M. Poutine a déjà tenu des propos similaires par le passé, mais ce que les experts observent de près, c'est s'il y a un changement sur le terrain. Mme Boulden indique que les États-Unis surveillent de près les mouvements de troupes et d'équipements en Ukraine qui pourraient laisser présager un déploiement nucléaire.
Ira Helfand, membre du groupe de pilotage international de la Campagne internationale pour l'abolition des armes nucléaires (ICAN), estime toutefois que les menaces doivent être prises au sérieux, car elles soulignent la situation extraordinairement dangereuse dans laquelle se trouve le monde.
«Les armes nucléaires ne devraient être à la disposition d'aucun pays pour être utilisées de cette manière», mentionne-t-il, ajoutant que les puissances nucléaires doivent entamer des négociations pour adhérer au traité sur l'interdiction des armes nucléaires et éliminer leurs arsenaux nucléaires. Bien que cela puisse sembler contre-intuitif, le moment est peut-être bien choisi pour entamer ce processus, alors que les tensions sont vives entre les États-Unis et la Russie.
«Nous devons nous rappeler qu'il y a eu une période de tension similaire en 1962, après la crise des missiles de Cuba, et en 1983, au plus fort de la guerre froide, et que ces deux périodes ont été suivies de progrès rapides dans le contrôle de la course aux armements», explique M. Helfant. Il suggère qu'il est temps pour les nations d'essayer de parvenir à un accord.
Le Canada, en tant que pays non nucléaire, n'aura probablement qu'un rôle limité à jouer dans la conclusion d'un tel accord.
«Ce n'est pas que nous ne devons pas essayer, mais il est peu probable que si le Canada prenait l'initiative de réunir les deux parties, cela changerait quelque chose», explique Mme Boulden.
Toutefois, si un accord était conclu, le Canada pourrait se tailler un rôle.
«Traditionnellement, lorsqu'il a eu un rôle à jouer dans ces domaines, le Canada l'a fait dans des domaines où il possédait une expertise.
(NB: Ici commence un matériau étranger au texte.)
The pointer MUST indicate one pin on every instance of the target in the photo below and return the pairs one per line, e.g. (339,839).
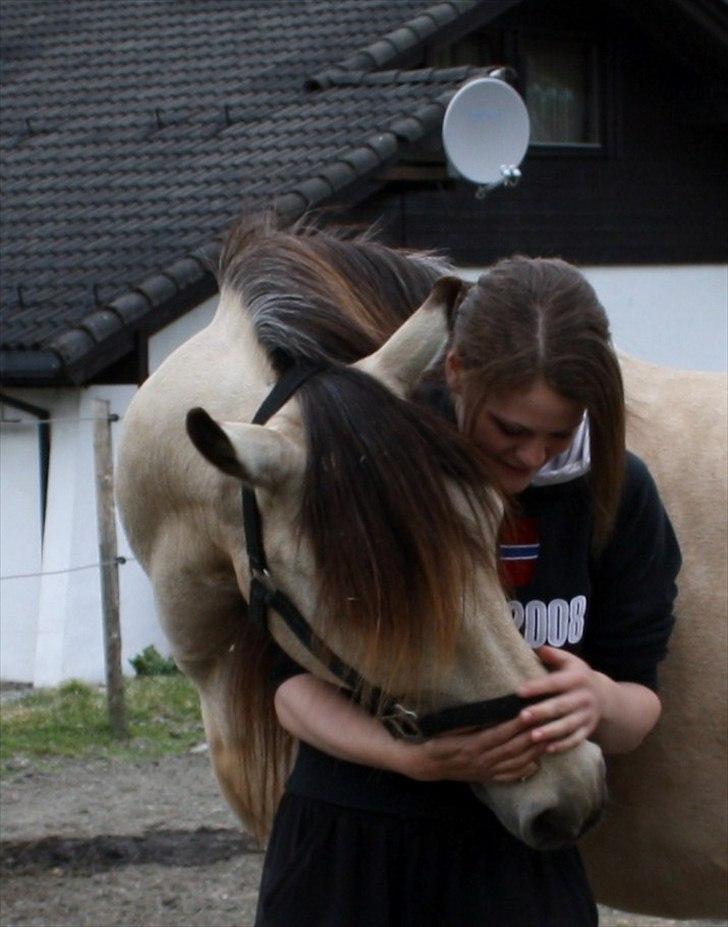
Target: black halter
(400,721)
Par exemple, comment vérifier un traité, comment s'assurer que les deux parties s'y conforment», explique-t-elle. «Nous n'avons pas d'armes nucléaires, mais nous disposons d'une grande expertise technique dans ce domaine.»
Tout accord dépendrait des puissances nucléaires et de leur volonté de négocier, dit-elle, et pour l'instant, les avertissements de Poutine n'indiquent aucun mouvement sur ce front.